Let L1 = length between the "vital points"--along the horizontal diameters--in the two circles = (1/3 of 18) + (2/3 of 6) = (6 + 4) = 10 feet. (Where the circles are tangent, the 6 feet are to the right along the big circle's diameter, and the 4 feet are to the left along the little circle's diameter.)

The 10 feet is the height of a right triangle (also the horizontal line of 6 feet + 4 feet) whose other leg is 1/3 of 9 (the big circle's radius) = 3 feet so that the right triangle's hypoteneuse is the square root of (10)(10) + (3)(3) = 100 + 9 = 109. The square root is 10.44 feet. We are interested in twice this hypoteneuse as length L2 = the two straight cords between the circles = 2(10.44) = 20.88 feet.

43.96 feet + 20.88 feet = 64.84 feet

So is my eighth attempt pretty good, or did I just luck out?

This message has been edited. Last edited by: tsaeb,

tsaeb, I think we're all in agreement on the curved part of the rope. Your answer for the straight part, while very close numerically, differs from the result the Professor (and I) got. Here is my diagram from the original problem, showing 6√3 for the length of the upper straight piece, which agrees with the Professor's result. (Sorry the text is so faint; Microsloth Equation Editor didn't translate to a picture very well.)

Sorry I didn't explain my analysis -- it's hard to do geometry with text only. I don't know how to post a small diagram I made, but I can tell you it used a bunch of similar and congruent right triangles but is not as elegant as silenteuphony's diagram.

My use of the arctangent function was a brute force approach before I realized I was dealing with 30-60-90 triangles. tsaeb is correct that the rope wraps exactly 1/3 of the way around the little circle and 2/3 of the way around the big circle.

How did you guys post those diagrams? I tried in MS Word and the image wouldn't copy.

I wish I could illustrate this answer but...

The line connecting the two centres is the 12 ft hypotenuse of a 30-60-90 triangle with sides 6, 6xsqroot3, 12.

Since 60 degrees = (pi)/3, the string wraps around the small disk for [2(pi)/3]x3ft.

It wraps around the large disk for 4(pi)/3]x9ft.

The two tangent lengths between the disk edges are 6x(sqroot3) each.

The total is 14(pi) + 12(sqroot3) =64.77 ft. (Which rounds to yours, 64.8)

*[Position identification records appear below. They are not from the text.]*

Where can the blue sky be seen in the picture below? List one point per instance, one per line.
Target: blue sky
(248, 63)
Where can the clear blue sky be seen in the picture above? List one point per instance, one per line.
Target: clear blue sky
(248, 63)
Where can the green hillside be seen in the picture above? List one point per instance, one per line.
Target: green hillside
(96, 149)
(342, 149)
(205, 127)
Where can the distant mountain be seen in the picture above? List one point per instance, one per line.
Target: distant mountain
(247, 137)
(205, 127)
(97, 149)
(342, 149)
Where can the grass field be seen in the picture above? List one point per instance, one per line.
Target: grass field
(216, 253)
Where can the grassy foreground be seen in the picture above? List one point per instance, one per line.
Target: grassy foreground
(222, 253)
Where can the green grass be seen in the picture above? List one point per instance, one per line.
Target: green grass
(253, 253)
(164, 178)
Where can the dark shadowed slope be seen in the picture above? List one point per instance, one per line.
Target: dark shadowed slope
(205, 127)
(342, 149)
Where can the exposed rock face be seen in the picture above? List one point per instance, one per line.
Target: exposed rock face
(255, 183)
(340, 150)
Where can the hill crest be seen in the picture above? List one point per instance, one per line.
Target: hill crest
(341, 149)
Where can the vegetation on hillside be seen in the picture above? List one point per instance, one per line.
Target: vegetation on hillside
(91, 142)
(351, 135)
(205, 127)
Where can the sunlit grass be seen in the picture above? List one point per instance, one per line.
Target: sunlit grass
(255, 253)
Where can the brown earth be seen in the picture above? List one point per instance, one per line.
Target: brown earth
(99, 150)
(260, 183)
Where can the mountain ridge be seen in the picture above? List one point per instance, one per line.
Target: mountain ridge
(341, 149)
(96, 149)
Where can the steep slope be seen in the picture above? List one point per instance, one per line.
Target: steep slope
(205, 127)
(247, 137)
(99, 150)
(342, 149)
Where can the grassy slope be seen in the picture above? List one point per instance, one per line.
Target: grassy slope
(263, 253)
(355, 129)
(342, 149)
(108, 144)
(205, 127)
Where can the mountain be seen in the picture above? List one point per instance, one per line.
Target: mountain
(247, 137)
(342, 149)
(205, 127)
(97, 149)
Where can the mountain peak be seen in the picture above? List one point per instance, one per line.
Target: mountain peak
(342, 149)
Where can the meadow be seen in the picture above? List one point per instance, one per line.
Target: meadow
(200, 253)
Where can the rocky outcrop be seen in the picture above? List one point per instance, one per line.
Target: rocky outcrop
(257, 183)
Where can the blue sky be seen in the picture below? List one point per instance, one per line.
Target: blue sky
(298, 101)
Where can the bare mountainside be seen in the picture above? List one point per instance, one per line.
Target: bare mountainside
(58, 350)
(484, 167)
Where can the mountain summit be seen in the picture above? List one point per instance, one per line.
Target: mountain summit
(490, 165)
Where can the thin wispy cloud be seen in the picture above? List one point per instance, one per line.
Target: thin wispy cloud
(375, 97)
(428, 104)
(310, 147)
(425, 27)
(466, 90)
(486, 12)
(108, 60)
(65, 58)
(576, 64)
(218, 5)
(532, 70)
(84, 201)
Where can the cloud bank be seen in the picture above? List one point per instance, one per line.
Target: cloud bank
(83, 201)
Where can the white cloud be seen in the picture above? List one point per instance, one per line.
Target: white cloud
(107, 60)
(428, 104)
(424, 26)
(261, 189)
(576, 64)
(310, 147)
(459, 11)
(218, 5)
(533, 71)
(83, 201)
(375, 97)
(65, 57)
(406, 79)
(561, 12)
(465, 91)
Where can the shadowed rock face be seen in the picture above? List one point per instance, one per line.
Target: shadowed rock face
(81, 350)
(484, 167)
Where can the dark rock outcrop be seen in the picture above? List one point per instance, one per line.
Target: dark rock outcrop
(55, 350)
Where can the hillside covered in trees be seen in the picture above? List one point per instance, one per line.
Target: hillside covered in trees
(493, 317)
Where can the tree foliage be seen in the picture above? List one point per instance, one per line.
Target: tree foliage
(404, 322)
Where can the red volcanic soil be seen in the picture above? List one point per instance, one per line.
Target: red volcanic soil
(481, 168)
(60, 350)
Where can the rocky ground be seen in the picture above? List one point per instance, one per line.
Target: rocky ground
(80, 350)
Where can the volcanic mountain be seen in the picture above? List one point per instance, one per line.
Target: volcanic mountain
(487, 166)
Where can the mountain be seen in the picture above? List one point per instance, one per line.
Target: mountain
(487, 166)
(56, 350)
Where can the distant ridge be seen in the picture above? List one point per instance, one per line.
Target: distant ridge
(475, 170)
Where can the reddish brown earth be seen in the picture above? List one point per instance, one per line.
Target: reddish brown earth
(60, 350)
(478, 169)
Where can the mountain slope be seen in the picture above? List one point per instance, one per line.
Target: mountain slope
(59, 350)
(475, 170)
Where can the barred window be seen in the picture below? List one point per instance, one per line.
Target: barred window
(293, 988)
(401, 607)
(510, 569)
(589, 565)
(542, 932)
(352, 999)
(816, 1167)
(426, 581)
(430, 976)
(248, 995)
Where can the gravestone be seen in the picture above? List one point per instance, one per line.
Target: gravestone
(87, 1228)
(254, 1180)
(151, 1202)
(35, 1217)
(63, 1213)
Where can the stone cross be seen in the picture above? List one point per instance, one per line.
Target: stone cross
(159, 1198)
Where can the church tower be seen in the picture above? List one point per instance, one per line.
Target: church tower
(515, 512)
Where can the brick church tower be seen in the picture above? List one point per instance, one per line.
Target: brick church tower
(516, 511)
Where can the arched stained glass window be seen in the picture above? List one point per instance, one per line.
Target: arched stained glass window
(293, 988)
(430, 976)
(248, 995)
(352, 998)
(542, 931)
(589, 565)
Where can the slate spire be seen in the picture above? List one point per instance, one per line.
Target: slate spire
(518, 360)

I'm just posting this because I want to find out how to do the images, and I don't want to go off-topic (again) just to ask you that. I'm not math-y at all.

My diagram was also in a Word document originally. I couldn't just save it as a picture from the Word document. I had to copy it into another Word document, save the new doc as a web page, then copy the picture from the folder for the web page. Then I uploaded it to my own website, and put the URL for the picture in the image tool on the UBB tool bar in the Post a Reply window. Easy!

Thank you! I'll give it a try.

To clarify, I posted a response as to how someone who cannot otherwise know how to solve the problem might get an approximation by eye. I wanted to encourage math dummies and to make the solution's discussion more interesting to our math brains here. (I could have figured out how to solve the problem, which is not a particularly difficult one, more rigorously.) When I have more time, I will look over the work of silenteuphony and babthrower and also try to understand how silenteupony got the fascinating picture to appear. So this particular problem has stirred up quite a few interesting challenges, making me happy.